I prepared all course materials in R version 4.0.2 (R Core Team 2020). However, the codes should als run in older versions of R >3.6.0. You need to install the following packages and their dependencies:

  • data.table (Dowle and Srinivasan 2019)
  • raster (Hijmans 2019)
  • randomForest (Liaw and Wiener 2002)
  • lattice (Sarkar 2008)
  • RColorBrewer (Neuwirth 2014)
  • PresenceAbsence (Freeman and Moisen 2008)

1 Background

Here, I provide a short, half-day introduction to species distribution modelling in R. The course gives a brief overview of the concept of species distribution modelling, and introduces the main modelling steps. Codes and data largely follow the materials from Zurell and Engler (2019) although we will use a different case study.

Species distribution models (SDMs) are a popular tool in quantitative ecology (Franklin 2010; Peterson et al. 2011; Guisan, Thuiller, and Zimmermann 2017) and constitute the most widely used modelling framework in global change impact assessments for projecting potential future range shifts of species (IPBES 2016). There are several reasons that make them so popular: they are comparably easy to use because many software packages (e.g. Thuiller et al. 2009; Phillips, Anderson, and Schapire 2006) and guidelines (e.g. Elith, Leathwick, and Hastie 2008; Elith et al. 2011; Merow, Smith, and Silander Jr 2013; Guisan, Thuiller, and Zimmermann 2017) are available, and they have comparably low data requirements.

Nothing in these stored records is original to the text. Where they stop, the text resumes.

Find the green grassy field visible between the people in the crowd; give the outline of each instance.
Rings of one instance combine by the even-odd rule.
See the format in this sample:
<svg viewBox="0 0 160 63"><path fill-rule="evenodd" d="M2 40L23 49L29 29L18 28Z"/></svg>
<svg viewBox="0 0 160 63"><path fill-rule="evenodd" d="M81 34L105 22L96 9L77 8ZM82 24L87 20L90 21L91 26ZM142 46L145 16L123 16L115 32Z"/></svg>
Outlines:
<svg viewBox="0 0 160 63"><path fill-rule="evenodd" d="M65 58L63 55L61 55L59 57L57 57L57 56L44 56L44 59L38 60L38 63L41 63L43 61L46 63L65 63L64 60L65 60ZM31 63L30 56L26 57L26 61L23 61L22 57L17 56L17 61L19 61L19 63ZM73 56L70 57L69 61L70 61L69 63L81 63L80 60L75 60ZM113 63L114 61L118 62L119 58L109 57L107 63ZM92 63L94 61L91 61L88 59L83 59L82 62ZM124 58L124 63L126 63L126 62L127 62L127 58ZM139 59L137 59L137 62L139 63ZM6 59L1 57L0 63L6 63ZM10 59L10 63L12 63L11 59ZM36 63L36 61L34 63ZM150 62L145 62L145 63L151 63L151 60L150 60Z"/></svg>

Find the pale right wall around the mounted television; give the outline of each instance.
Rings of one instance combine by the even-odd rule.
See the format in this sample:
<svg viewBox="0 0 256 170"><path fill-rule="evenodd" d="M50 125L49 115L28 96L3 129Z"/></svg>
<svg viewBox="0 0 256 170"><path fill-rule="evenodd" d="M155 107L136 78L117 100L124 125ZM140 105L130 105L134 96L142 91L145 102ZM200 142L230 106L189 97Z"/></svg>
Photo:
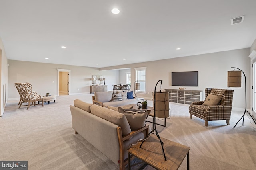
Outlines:
<svg viewBox="0 0 256 170"><path fill-rule="evenodd" d="M122 66L114 66L101 68L101 70L131 68L132 82L134 79L134 68L147 67L147 92L149 94L137 94L144 98L152 98L152 92L158 80L162 81L162 90L166 88L178 89L178 86L171 86L170 73L179 71L198 71L199 86L186 87L187 90L202 90L203 95L205 88L227 88L227 71L232 70L231 67L240 68L246 74L247 80L247 108L250 107L250 48L237 49L231 51L223 51L217 53L209 53L202 55L194 55L187 57L178 57L172 59L150 61L144 63L126 64ZM243 80L244 81L244 80ZM159 84L158 84L159 85ZM243 84L244 86L244 84ZM134 84L131 84L134 89ZM234 90L233 107L245 107L245 89L232 88ZM158 86L157 90L160 90Z"/></svg>

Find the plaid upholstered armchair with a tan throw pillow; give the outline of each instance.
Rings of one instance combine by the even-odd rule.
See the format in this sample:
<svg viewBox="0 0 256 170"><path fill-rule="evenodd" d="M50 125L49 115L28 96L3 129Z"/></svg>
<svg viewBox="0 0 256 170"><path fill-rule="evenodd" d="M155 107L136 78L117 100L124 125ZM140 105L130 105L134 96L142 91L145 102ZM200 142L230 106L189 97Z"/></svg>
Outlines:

As input, SDMs require georeferenced biodiversity observations (e.g. individual locations, species’ presence, species’ counts, species richness; the response or dependent variable) and geographic layers of environmental information (e.g. climate, land cover, soil attributes; the predictor or independent variables). Such information are now widely available in digital format. For example, online repositories provide data on species distributions (e.g. GBIF and OBIS), on individual animal locations (e.g. Movebank), on climate (e.g. WorldClim and CHELSA) as well as land cover and other remote sensing products (e.g. Copernicus). We can then relate the biodiversity observations at specific sites to the prevailing environmental conditions at those sites. Different statistical and machine-learning algorithms are available for this. Once we have estimated this biodiversity-environment relationship, we can make predictions in space and in time by projecting the model onto available environmental layers (Figure 1.1).